There are two issues with this bug:
(1) Network Diagnostics incorrectly detected openshift environment as containerized because of the new way of configuring and running openshift in 3.10 where it uses node image to run SDN, etc. With 3.10, containerized mode is no longer supported, so containerized specific code should be removed from network diagnostic.
(2) Network diagnostic test pod uses relative image path and that is not correctly resolved by the docker. We need to add appropriate registries to the docker config depending on the environment (AWS, openstack, etc.).
Issue (1) in comment#1 is fixed by https://github.com/openshift/origin/pull/19754
Ravi: Can you open a new bug for (2) please?
https://github.com/openshift/origin/pull/19754 has merged.
Created https://bugzilla.redhat.com/show_bug.cgi?id=1584494 for issue (2)
Issue (2) will be fixed by https://github.com/openshift/origin/pull/19901
Testing with AWS internal registry must pass --pod-image, --test-pod-image and --test-pod-port options.
@ Ravi Sankar
I don't think those two PR above are resolving the current bug issue. Could you check the bug title and the issue is we need to use 'openshift3/ose-control-plane instead' of 'openshift3/ose '
PR https://github.com/openshift/origin/pull/19901 is approved but not yet merged in master.
I thought PR 19901 only resolve the docker registry issue. ok, I will have a try after this PR is merged. thanks.
Yes, this needs one more fix: https://github.com/openshift/origin/pull/20013
Move this bug to MODIFIED
since this PR https://github.com/openshift/origin/pull/20013 only was merged in origin, but NOT OCP yet.
3.10 pr: https://github.com/openshift/origin/pull/20116
Verified this bug, now the default image is using openshift3/ose-control-plane.
There is another issue. I found the default registry 'registry.access.redhat.com/' is added again in 3.10, is that expected?

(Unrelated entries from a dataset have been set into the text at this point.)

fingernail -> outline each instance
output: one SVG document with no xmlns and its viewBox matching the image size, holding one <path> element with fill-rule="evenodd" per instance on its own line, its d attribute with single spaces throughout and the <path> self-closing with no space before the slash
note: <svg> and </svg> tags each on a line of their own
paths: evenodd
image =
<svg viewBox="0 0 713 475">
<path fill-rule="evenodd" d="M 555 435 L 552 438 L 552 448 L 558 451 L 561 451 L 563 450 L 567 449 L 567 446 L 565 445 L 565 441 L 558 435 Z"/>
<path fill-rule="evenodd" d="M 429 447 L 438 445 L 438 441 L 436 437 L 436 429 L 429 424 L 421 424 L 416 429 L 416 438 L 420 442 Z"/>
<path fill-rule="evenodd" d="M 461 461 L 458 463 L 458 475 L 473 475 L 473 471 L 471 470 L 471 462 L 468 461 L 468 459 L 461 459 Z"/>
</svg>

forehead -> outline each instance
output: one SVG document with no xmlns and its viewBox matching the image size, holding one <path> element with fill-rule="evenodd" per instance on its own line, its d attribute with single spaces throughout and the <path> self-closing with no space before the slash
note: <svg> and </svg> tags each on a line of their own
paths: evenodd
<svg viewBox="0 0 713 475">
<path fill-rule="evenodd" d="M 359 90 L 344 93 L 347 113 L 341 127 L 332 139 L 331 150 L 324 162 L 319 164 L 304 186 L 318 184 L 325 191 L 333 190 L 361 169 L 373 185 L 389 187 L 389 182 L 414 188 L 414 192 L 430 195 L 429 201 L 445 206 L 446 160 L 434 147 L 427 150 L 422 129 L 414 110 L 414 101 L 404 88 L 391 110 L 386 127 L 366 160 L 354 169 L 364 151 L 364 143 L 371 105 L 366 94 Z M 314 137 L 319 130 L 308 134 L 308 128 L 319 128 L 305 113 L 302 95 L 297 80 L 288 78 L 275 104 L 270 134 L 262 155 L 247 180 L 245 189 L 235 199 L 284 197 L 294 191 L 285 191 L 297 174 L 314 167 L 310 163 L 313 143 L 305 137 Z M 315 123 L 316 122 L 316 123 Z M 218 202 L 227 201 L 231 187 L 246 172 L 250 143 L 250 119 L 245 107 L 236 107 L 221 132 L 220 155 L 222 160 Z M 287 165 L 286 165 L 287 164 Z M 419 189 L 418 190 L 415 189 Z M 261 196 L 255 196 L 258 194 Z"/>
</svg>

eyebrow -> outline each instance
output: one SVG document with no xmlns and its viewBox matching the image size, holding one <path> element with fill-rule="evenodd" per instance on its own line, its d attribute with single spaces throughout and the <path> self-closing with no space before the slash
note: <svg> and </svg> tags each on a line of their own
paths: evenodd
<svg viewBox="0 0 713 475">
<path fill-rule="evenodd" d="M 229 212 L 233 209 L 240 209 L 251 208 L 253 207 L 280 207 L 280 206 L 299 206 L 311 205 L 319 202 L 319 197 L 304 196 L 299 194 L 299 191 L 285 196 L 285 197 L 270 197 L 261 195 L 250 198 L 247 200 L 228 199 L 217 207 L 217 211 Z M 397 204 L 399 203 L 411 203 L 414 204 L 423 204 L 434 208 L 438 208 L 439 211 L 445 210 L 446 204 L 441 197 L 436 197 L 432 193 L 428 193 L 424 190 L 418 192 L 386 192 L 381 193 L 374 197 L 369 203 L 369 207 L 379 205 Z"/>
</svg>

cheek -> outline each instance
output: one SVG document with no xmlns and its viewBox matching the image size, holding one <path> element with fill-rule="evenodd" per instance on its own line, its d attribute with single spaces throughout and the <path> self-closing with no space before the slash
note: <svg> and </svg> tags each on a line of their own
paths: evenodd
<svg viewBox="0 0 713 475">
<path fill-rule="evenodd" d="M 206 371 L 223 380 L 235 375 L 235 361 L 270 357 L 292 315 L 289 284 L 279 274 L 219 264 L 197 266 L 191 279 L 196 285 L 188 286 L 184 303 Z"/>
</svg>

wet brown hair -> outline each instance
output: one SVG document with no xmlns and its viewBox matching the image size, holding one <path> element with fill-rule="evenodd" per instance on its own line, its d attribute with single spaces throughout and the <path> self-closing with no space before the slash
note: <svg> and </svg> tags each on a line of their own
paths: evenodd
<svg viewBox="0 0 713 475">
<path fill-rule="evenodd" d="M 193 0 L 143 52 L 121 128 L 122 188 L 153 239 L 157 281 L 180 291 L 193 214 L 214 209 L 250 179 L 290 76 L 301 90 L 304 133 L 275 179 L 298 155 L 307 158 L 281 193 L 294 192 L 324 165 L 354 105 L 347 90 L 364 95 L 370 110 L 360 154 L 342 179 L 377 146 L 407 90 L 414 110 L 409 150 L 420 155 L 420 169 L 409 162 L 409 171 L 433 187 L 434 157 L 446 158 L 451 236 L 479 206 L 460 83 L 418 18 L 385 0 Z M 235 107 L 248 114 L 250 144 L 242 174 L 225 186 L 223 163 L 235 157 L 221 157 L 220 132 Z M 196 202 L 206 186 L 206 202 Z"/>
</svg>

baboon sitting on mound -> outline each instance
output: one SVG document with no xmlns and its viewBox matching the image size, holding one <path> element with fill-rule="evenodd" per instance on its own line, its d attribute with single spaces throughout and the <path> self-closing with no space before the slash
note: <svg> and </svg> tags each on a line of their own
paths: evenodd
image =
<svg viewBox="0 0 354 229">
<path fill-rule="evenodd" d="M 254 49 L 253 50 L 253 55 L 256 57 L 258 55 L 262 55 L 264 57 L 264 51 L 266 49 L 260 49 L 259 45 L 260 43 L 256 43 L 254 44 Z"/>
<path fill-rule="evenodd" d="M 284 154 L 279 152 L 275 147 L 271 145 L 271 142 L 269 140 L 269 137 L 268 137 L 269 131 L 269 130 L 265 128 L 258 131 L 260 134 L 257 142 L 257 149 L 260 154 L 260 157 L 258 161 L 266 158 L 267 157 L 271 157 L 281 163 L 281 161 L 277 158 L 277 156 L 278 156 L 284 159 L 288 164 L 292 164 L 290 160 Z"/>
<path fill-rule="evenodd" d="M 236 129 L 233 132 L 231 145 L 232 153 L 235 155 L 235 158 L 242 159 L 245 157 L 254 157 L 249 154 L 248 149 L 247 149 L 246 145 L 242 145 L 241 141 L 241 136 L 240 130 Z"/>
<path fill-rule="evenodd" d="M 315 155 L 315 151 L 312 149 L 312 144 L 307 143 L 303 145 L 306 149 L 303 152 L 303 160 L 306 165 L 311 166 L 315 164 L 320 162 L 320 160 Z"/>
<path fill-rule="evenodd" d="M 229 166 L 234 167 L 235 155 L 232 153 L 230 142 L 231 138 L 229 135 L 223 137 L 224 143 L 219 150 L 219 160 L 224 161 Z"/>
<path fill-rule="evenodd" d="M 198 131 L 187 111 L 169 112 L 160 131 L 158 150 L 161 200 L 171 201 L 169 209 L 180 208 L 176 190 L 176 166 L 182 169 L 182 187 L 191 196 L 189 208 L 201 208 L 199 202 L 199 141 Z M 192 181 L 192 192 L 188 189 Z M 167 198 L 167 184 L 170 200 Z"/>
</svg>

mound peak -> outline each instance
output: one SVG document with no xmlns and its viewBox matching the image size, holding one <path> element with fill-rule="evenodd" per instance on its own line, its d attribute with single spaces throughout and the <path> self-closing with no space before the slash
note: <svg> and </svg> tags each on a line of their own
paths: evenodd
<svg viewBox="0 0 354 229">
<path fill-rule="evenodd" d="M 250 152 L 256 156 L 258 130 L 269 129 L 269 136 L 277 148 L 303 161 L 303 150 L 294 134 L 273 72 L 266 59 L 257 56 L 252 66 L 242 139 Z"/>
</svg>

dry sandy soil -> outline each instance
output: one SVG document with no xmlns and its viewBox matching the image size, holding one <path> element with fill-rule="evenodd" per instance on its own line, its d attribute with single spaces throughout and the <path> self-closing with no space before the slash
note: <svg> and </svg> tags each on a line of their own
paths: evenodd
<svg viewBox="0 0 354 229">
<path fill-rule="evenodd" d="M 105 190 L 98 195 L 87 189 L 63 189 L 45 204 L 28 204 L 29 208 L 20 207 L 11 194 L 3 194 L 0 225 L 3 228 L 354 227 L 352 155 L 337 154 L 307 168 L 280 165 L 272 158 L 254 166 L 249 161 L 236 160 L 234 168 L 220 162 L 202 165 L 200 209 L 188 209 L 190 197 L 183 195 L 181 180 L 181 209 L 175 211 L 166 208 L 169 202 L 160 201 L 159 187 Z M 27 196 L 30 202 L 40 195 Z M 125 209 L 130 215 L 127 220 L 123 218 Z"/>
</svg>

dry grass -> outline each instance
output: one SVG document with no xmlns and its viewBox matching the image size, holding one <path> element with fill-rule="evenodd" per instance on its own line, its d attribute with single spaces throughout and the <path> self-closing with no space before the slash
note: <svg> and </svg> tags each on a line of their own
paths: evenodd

and from the PR https://github.com/openshift/origin/pull/20013 said:
For testing on AWS, user need to manually pass the image params
The test pod image will use 'docker.io/openshift/hello-openshift?
I tried use the default image '--test-pod-image='registry.reg-aws.openshift.com:443/openshift3/ose-deployer:v3.10', but it failed with error:
# oc adm diagnostics networkcheck --pod-image='registry.reg-aws.openshift.com:443/openshift3/ose-control-plane:v3.10' --test-pod-image='registry.reg-aws.openshift.com:443/openshift3/ose-deployer:v3.10'
[Note] Determining if client configuration exists for client/cluster diagnostics
Info: Successfully read a client config file at '/root/.kube/config'
Info: Using context for cluster-admin access: 'default/qe-zzhao-master-etcd-nfs-1:8443/system:admin'
[Note] Running diagnostic: NetworkCheck
Description: Create a pod on all schedulable nodes and run network diagnostics from the application standpoint
ERROR: [DNet2005 from diagnostic NetworkCheck@openshift/origin/pkg/oc/admin/diagnostics/diagnostics/cluster/network/run_pod.go:170]
Setting up test environment for network diagnostics failed: Failed to run network diags test pod and service: Failed to run network diags test pods, failed: 24, total: 24, details: error: --deployment or OPENSHIFT_DEPLOYMENT_NAME is required
[Note] Summary of diagnostics execution (version v3.10.10):
[Note] Errors seen: 1
I will create another bug to trace this issue.